Почетным гостем Вечера любви фестиваля «Юрмала. Лайма. Рандеву» стал Андрей Макаревич без «Машины времени», который рассказал порталу Delfi о своем многолетнем восхищении Лаймой Вайкуле и причине хорошего настроения в «эпоху большой нелюбви».
Познакомились Андрей и Лайма в советское время. «Машинисты» тогда давали концерт в Риге, а после поехали на гремевшую по всему Союзу программу варьете в «Юрас перле», где Лайма работала со своей командой.
«Уровень этого варьете нас просто срубил — это были такие музыканты, костюмы, пластика, пение… — признался Макаревич. — Потом нас представили друг другу. Я говорю Лайме: вам надо на большую сцену! А она: спасибо, что нас отсюда не выгнали. Впрочем, мы тоже тогда висели на волоске. Так что были на равных».
Музыкант признался, что на сцене «Дзинтари» «немного нервничал, потому что к своей команде привык, чувствуешь ее, а оркестр и звучит немного по-другому, и мелодика другая». Но по его мнению, все на этот раз получилось. Чем подтверждение — реакция публики, которая хором подпевала песне «про изменчивый мир», под который «не стоит прогибаться».
Только что артист выпустил джазовый альбом «Эпоха большой нелюбви», в который вошли девять «машинных» и сольных старых песен в новой обработке и особом исполнении. «Эти песни были написаны так давно, что публика их забыла, — рассказал он. — Но мне чуждо чувство ностальгии — оно слишком непродуктивно. Это для людей, кому делать нечего, а у меня слишком много работы. Просто мне вдруг показалось, что эти композиции вновь стали актуальны, обрели даже новые смыслы, а в новой джазовой пульсации это получились другие песни».
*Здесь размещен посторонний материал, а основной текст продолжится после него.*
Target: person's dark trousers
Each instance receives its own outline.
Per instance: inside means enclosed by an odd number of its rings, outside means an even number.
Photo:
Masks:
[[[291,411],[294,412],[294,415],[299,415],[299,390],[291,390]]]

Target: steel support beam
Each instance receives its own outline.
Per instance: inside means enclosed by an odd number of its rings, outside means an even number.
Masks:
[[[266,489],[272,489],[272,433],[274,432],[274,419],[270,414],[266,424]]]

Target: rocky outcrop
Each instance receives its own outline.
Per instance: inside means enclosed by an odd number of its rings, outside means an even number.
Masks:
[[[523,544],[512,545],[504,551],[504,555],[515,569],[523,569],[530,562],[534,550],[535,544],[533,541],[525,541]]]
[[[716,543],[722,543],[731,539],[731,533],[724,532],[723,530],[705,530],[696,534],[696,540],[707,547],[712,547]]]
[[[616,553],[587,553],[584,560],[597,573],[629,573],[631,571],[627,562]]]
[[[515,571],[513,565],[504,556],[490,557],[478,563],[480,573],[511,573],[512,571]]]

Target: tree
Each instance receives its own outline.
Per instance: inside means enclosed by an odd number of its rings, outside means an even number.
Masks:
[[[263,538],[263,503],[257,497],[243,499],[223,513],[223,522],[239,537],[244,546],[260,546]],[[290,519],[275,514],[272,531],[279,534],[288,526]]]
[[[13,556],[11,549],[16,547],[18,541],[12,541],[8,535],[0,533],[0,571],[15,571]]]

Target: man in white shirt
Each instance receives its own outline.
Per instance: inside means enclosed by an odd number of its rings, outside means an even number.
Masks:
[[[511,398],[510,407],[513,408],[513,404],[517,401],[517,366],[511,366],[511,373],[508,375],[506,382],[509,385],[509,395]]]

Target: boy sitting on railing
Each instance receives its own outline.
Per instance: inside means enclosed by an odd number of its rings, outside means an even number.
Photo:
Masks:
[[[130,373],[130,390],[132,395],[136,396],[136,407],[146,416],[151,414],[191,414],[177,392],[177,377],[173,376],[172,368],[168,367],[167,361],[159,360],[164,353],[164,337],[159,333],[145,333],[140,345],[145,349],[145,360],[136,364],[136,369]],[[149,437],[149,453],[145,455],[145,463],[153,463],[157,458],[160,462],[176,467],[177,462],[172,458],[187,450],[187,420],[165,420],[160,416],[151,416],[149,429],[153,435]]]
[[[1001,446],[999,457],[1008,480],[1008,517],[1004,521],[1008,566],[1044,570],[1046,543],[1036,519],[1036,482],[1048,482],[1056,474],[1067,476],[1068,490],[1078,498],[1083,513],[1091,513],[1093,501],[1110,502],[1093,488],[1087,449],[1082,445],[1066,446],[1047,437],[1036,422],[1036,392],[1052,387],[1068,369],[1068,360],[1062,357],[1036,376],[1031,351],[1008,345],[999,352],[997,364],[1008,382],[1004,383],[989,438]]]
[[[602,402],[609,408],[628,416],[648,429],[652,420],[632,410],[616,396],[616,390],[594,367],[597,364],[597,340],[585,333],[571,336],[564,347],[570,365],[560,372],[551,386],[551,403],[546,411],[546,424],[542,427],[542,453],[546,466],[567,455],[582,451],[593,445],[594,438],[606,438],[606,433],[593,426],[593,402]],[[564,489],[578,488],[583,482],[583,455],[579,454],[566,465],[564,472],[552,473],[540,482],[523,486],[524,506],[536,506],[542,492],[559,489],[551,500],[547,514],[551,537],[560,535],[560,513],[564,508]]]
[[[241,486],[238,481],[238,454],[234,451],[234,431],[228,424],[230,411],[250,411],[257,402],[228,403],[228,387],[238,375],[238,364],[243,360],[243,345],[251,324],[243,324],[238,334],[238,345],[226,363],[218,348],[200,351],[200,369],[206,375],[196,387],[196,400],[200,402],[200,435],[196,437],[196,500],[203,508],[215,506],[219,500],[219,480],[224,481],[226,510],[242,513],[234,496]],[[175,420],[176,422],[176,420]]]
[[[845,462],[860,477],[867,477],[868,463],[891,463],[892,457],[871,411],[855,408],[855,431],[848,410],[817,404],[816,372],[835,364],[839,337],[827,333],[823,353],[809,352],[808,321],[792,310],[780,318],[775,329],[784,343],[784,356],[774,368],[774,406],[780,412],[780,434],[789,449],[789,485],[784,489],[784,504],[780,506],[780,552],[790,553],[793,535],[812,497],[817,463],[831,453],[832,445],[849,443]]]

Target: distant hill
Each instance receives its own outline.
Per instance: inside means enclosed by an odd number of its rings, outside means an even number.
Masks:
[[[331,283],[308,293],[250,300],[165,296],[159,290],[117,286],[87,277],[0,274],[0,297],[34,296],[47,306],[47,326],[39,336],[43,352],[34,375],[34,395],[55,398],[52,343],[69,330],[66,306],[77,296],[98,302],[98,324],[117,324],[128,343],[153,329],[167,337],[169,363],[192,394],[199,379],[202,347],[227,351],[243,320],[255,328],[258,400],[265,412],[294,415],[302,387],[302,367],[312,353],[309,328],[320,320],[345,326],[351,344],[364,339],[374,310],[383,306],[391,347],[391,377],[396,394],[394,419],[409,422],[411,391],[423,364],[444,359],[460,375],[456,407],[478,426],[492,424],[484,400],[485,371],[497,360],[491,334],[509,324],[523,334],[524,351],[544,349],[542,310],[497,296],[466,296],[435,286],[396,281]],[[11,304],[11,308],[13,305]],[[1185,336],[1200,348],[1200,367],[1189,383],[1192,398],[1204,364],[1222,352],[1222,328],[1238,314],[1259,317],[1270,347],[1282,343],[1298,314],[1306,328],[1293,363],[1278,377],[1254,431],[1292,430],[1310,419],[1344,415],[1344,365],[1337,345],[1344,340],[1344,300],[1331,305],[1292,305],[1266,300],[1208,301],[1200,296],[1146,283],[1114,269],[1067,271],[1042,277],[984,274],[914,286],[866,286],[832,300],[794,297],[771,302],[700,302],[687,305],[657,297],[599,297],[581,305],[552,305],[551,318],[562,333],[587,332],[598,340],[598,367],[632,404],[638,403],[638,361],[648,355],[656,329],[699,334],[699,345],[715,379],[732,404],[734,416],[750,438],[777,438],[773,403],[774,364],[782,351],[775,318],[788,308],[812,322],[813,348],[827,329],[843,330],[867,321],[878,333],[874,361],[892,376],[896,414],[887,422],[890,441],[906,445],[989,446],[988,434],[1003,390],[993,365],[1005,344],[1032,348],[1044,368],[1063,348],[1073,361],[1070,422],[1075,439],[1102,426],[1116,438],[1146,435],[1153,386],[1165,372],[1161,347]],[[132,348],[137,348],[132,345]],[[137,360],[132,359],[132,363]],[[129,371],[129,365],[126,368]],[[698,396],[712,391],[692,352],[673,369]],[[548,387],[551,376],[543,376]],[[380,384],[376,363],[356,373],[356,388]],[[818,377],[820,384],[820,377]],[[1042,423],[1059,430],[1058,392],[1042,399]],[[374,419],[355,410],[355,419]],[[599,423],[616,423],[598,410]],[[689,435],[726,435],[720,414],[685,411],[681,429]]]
Несмотря на такую «нелюбовь» вокруг Макаревич считает очень закономерным, что Лайма пригласила его именно на Вечер любви: «У меня все песни — про любовь. Даже „Эпоха большой нелюбви“ — это песня про любовь, которой не хватает».
Макаревич не скрывал восторга тем как Лайме удается оставаться над политикой и соединять в своем фестивале тех, кто в другом месте и на другом мероприятии давно несоединимы. Музыкант признался, что самому ему «не всегда удается, как Лайме, забыть о политике и думать о творчестве». И обещал стараться.